Brown had just raised the hangar door when an unmarked Dodge Durango roared into the driveway, along with a Marion County police cruiser. As Brown turned toward the commotion, a law enforcement agent in a tactical vest leapt out of the SUV. He was pointing an MK18 short-barreled automatic rifle at Brown’s face. “Step back! Raise your hands!” the agent shouted.
Brown did as he was told. Officers from a half-dozen federal agencies were fanning out across the property. “Are you Tim Brown?” the lead officer demanded as he approached the hangar. Brown nodded. “I’ve got a warrant for your arrest,” the officer said. Agents moved in formation to clear the hangar and headed toward the main house to execute a search warrant.

Brown’s neighbors would later recount their confusion at the fleet of official vehicles facing every which way in the street. No one knew what Brown had done. But whatever they imagined, the truth was almost certainly stranger.

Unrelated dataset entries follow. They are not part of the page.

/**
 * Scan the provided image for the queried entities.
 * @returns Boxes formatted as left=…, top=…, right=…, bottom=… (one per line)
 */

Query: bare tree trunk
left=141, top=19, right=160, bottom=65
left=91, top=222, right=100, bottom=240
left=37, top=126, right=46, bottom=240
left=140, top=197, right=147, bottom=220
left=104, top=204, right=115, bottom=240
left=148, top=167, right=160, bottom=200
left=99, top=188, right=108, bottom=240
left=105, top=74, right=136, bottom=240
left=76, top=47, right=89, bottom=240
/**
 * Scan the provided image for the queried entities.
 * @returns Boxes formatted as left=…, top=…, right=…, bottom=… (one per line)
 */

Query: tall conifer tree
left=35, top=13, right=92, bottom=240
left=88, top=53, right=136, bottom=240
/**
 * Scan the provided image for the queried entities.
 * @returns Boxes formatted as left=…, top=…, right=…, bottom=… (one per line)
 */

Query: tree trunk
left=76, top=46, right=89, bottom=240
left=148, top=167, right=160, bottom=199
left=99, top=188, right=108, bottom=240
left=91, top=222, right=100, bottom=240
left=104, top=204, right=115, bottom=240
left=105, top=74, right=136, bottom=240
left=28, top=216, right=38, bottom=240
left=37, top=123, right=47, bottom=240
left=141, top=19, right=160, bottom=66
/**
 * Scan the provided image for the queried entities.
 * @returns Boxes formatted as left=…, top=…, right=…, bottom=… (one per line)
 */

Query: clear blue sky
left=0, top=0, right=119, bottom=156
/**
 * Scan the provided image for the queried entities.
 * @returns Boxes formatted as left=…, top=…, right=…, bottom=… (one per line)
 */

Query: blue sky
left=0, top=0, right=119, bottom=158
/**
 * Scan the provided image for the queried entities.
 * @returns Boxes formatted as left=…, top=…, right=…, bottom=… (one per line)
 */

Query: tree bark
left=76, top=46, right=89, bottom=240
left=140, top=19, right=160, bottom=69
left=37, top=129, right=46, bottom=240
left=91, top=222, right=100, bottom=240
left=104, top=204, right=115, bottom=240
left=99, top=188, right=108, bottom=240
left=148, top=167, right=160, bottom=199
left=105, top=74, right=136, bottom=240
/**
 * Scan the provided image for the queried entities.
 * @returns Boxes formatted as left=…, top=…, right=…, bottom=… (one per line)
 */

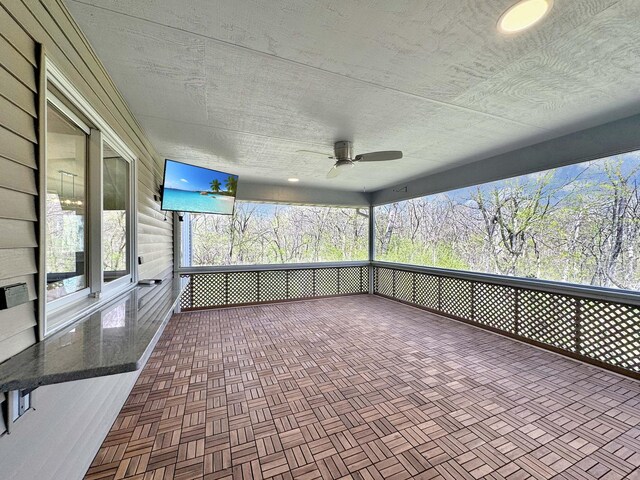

For the previous 35 years, Tim Brown had been living a carefully constructed lie. He wasn’t just an aging retiree with a passion for aviation. In fact, he wasn’t Tim Brown at all. His real name was Howard Farley Jr., and law enforcement alleged that he’d been the leader of one of the largest drug-trafficking rings in Nebraska history.

As he was placed under arrest, a wry grin spread across his face. “I had mentally prepared myself for being caught,” he would later say. “When it happened, with men pointing guns at me, the only thing to do was smile
.”

 

The note here is that I spent summers with my brother and cousin in Lincoln, Nebraska with my grandparents about the same time Tim Brown, who was actually Robert Farley, was becoming one of the top coke dealers in Lincoln in the 80's, and just the concept of "Lincoln's top coke dealer in the 80's" is wild if you've ever been to Lincoln.

Of course we had no idea what was going on. Lincoln was flat, boring, had a couple of good mini-golf places and Gramps worked in an office building downtown. It's still a hell of a tale.